Page MenuHomePhabricator

[Discuss] ORES model development and deployment processes
Closed, DeclinedPublic

Description

Development:

  • Models are trained and tested on stat100* machines
  • Models are pushed to git LFS from stat100* machines

Deployment

  • Models are pulled via git LFS on deployment-prep
  • Deployment-prep + scap push models out to ORES cluster

This task is done when the discussion arrives at some consensus on next steps. Next steps can be just the filing of a task for "later" or real action to be taken immediately.

Event Timeline

In response to T214089#4954811:

I think that we build models in hadoop is an excellent proposal. Regretfully, it's very painful as a developer to do something like this in hadoop right now. We researcher/development folk still often use the computational resources on the stat machines because it's a better tool for the job. Still, even if we were to build them in hadoop, we'd still be pushing then to git via LFS though. Having models versioned with code is highly desirable.

One other note is that, should the stat machines be turned off, hadoop would become unavailable to us. So considering our means for accessing hadoop in the same class as the hadoop cluster seems reasonable, no?

As I'd said, the deployment pipeline will continue to work without the stat machines. However, we'll struggle to do new development on some models that require massive CPU and memory resource. We still do have backup options in WMFLabs with a large RAM VM configured with ORES' production environment. Ultimately, we can use vagrant on our laptops if all else fails.

As we mentioned earlier, stats machines are not to be used to deploy to prod. There are models being trained in hadoop right now but as you said that process needs to be easier. We also need to find an easier path to deploy binaries/data calculated in cluster to prod,
you can follow discussions about this here: https://phabricator.wikimedia.org/T213976

One other note is that, should the stat machines be turned off, hadoop would become unavailable to us.

No, that is incorrect, hadoop jobs and stats machines are decoupled.

Stat machines are not used to deploy to prod for ORES.

Meeting scheduled for Thursday, Feb 28th @ 1630UTC. I've preemptively made an a notes document here: https://etherpad.wikimedia.org/p/ores_usecases_for_ml_infrastructure

Halfak triaged this task as Medium priority.

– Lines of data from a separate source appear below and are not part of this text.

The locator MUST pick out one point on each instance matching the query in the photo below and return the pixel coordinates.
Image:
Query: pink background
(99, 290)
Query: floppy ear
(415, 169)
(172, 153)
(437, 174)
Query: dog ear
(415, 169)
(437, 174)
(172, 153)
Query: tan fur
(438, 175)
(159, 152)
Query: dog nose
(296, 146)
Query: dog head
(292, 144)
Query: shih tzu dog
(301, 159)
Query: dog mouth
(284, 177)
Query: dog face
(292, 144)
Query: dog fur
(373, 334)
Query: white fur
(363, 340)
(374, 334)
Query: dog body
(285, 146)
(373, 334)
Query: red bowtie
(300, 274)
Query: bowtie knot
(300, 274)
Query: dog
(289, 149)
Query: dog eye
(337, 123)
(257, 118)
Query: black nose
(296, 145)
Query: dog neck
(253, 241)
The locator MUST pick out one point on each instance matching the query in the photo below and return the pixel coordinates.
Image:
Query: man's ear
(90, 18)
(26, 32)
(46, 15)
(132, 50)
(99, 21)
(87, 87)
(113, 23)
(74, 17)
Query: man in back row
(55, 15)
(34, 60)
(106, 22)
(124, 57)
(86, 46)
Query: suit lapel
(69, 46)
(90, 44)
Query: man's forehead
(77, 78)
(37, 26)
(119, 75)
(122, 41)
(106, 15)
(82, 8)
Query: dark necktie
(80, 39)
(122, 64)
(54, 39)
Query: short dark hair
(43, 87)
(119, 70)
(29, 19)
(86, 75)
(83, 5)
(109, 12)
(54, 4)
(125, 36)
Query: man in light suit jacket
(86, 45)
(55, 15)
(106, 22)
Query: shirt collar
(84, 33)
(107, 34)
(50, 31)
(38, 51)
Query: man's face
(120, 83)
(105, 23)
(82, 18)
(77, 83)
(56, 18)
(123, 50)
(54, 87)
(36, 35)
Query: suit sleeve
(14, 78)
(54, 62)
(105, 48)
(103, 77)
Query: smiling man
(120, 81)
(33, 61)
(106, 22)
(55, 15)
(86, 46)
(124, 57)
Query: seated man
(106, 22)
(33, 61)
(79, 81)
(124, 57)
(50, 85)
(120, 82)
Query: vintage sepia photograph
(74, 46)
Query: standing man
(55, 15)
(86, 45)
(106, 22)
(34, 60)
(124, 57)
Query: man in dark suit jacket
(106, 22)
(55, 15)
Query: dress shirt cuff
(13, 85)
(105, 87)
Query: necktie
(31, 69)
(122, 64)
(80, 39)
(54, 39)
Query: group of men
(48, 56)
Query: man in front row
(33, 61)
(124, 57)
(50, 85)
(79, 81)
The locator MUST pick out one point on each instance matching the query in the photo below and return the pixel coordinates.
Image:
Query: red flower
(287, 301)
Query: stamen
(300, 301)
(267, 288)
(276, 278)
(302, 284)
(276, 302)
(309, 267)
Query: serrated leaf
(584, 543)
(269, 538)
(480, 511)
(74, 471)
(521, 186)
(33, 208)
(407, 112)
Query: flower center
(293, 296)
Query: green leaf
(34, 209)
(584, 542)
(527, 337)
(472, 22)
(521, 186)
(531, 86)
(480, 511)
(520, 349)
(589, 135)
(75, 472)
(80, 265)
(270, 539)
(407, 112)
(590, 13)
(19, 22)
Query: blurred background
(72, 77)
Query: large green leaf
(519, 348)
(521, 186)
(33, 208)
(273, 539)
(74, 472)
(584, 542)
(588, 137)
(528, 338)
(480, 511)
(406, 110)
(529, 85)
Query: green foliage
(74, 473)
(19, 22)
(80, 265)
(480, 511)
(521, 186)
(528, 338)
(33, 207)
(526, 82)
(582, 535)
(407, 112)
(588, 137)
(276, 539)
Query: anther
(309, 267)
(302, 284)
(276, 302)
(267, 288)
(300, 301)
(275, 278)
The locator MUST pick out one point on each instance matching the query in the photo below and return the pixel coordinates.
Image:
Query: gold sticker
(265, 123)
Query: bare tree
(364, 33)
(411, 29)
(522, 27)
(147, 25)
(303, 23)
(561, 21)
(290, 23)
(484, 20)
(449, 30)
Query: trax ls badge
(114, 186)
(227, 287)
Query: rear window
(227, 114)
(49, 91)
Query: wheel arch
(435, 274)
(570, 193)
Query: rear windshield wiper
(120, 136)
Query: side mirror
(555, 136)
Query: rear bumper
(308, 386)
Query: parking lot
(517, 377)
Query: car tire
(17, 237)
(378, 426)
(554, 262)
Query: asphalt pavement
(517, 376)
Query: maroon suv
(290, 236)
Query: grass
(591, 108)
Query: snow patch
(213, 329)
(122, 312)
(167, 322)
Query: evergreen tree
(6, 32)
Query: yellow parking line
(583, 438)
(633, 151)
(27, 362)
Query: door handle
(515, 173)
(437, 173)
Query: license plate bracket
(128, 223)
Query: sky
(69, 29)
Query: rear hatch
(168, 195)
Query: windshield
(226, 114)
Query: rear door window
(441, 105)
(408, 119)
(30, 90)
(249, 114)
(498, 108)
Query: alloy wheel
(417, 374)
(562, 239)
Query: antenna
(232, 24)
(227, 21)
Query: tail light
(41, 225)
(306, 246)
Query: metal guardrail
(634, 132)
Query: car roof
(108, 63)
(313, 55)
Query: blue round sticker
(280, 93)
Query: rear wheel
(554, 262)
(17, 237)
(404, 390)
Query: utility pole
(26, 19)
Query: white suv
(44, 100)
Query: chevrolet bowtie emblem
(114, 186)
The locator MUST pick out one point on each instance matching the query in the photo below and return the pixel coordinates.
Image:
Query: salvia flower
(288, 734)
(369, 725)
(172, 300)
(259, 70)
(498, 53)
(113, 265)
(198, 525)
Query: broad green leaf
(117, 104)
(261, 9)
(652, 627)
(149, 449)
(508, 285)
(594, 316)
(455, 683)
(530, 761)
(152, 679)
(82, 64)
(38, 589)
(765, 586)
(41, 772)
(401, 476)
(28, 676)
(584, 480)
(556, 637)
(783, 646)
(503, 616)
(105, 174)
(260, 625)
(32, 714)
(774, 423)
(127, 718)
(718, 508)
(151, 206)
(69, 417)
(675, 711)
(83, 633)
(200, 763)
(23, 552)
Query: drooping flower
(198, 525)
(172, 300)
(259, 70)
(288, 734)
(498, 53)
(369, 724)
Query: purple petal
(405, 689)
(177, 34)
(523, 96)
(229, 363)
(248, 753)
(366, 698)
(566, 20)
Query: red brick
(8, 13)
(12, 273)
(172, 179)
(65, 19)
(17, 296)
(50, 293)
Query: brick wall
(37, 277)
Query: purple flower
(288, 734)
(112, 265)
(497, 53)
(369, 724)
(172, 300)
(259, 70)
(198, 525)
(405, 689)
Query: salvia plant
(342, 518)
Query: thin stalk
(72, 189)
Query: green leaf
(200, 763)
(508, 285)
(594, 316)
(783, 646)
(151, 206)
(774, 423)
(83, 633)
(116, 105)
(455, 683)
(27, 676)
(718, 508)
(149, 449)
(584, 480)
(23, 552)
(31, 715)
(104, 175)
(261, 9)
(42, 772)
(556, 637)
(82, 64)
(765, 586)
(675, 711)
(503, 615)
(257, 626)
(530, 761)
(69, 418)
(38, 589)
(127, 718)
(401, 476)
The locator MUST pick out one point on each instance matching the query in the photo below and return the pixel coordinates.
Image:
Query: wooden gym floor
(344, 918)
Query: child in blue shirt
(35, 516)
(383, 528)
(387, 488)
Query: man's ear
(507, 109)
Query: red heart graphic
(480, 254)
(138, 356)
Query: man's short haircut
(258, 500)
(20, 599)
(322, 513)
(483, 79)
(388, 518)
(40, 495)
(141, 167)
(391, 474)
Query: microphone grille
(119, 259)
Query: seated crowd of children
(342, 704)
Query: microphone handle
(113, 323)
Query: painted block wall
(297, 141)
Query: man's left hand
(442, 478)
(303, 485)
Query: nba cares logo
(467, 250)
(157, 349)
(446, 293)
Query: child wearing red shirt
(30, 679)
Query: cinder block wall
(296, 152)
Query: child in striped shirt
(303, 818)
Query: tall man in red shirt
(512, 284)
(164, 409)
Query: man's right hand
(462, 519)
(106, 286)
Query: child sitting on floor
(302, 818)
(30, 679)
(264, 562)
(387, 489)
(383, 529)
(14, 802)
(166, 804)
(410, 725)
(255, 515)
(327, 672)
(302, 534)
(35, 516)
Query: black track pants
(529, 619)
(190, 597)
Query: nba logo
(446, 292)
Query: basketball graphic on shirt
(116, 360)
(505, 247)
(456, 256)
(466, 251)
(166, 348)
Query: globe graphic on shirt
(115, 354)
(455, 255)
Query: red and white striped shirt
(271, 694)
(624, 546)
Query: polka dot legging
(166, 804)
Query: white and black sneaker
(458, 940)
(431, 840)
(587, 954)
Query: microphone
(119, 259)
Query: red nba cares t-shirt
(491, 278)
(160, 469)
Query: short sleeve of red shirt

This discussion seems to be stalled. I'm not sure that it should be assigned to me. @Nuria, did you have any specific goals you intend to achieve with this discussion. Can we resolve based on our last meeting or would you need some follow-up?

Rather than close you can move to blocked and leave it open , I do not think anything is happening in the near future maybe some work will start in this area on Q1 but i am not sure that will be the case.

Nuria changed the task status from Open to Stalled.Mar 19 2019, 3:09 PM

Moved to ML from radar column.

Aklapper changed the task status from Stalled to Open.Jun 9 2020, 6:08 AM

The previous comments don't explain who or what (task?) exactly this task is stalled on ("If a report is waiting for further input (e.g. from its reporter or a third party) and can currently not be acted on"). Hence resetting task status.

(Smallprint, as general orientation for task management: If you wanted to express that nobody is currently working on this task, then the assignee should be removed and/or priority could be lowered instead. If work on this task is blocked by another task, then that other task should be added via Edit Related Tasks...Edit Subtasks. If this task is stalled on an upstream project, then the Upstream tag should be added. If this task requires info from the task reporter, then there should be instructions which info is needed. If this task needs retesting, then the TestMe tag should be added. If this task is either out of scope and nobody should ever work on this, or nobody else managed to reproduce the problem described in this task, then this task should have the "Declined" status. If the task is valid but should not appear on some team's workboard, then the team project tag should be removed while the task has another active project tag.)

elukey subscribed.

We are moving to Lift Wing: https://wikitech.wikimedia.org/wiki/Machine_Learning/LiftWing

I am closing old tasks related to ORES since it is being deprecated, please re-open if you feel that any work could be done on Lift Wing.